This post is also available in: Dutch

Latest update: 23 June 2025

Madaba is called Jordan’s mosaic city for good reason. Everywhere you look, you’ll find these ancient artworks – from church floors to workshops where artisans still use age-old techniques. But there’s so much more to discover in this charming town. From impressive views at Mount Nebo to a wonderfully relaxed coffee shop and a really cool farm-to-table experience. Here’s everything you need to know about Madaba!

Arriving in the mosaic city of Madaba

The town of Madaba is about 30 kilometers (19 miles) from Amman. You’ll likely follow the King’s Highway and make Madaba at least a stop on your Jordan route. I even stay two nights because I arrive in town late in the evening.

After Amman, Madaba is quite a relief when it comes to crowds and traffic. The tourist heart of the town is even partly car-free. I do notice immediately that I stand out more here than in Amman. My best friend and I are both blonde, and kids especially find that pretty interesting.

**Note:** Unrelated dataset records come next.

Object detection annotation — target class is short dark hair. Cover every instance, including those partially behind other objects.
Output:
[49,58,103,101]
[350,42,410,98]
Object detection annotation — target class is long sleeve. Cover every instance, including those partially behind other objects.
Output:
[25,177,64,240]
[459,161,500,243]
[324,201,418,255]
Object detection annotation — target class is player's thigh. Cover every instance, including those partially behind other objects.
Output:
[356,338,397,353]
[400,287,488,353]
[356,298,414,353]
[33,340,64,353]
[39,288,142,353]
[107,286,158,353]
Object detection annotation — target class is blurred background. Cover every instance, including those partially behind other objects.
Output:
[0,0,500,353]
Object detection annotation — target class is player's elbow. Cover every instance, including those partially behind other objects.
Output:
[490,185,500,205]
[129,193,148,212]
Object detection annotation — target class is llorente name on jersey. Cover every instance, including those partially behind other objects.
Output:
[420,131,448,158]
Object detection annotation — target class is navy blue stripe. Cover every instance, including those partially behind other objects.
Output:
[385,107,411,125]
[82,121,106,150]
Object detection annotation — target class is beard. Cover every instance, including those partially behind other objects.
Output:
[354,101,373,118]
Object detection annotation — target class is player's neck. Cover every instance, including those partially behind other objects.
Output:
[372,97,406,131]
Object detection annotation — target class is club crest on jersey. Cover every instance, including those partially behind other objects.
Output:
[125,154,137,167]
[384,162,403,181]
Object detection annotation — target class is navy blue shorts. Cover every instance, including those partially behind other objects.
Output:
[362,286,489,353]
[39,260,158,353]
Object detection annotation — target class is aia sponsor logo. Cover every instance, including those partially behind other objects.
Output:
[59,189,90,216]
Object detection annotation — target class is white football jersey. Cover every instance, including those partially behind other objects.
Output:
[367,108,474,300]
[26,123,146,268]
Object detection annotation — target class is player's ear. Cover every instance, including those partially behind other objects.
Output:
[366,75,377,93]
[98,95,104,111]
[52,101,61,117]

A few dare to talk to us, but otherwise, it’s mainly staring and looking away when caught.

We tour Jordan independently with a rental car, so we explore the city on our own. We rented from DiscoverCars this time, but Rentalcars.com also has a good comparison tool.

If you are short on time, you can also do a day trip from Amman. Here are your options.

The sights of Madaba

In 746, Jordan experienced a massive earthquake that also hit Madaba. Only in 1880 did the city welcome residents again, and these Christians discovered the first mosaics in 1896. From then on, many excavations follow, even now. The big draw of Madaba is the mosaics. The Madaba Map is the most important sight in the town. But there’s more to see.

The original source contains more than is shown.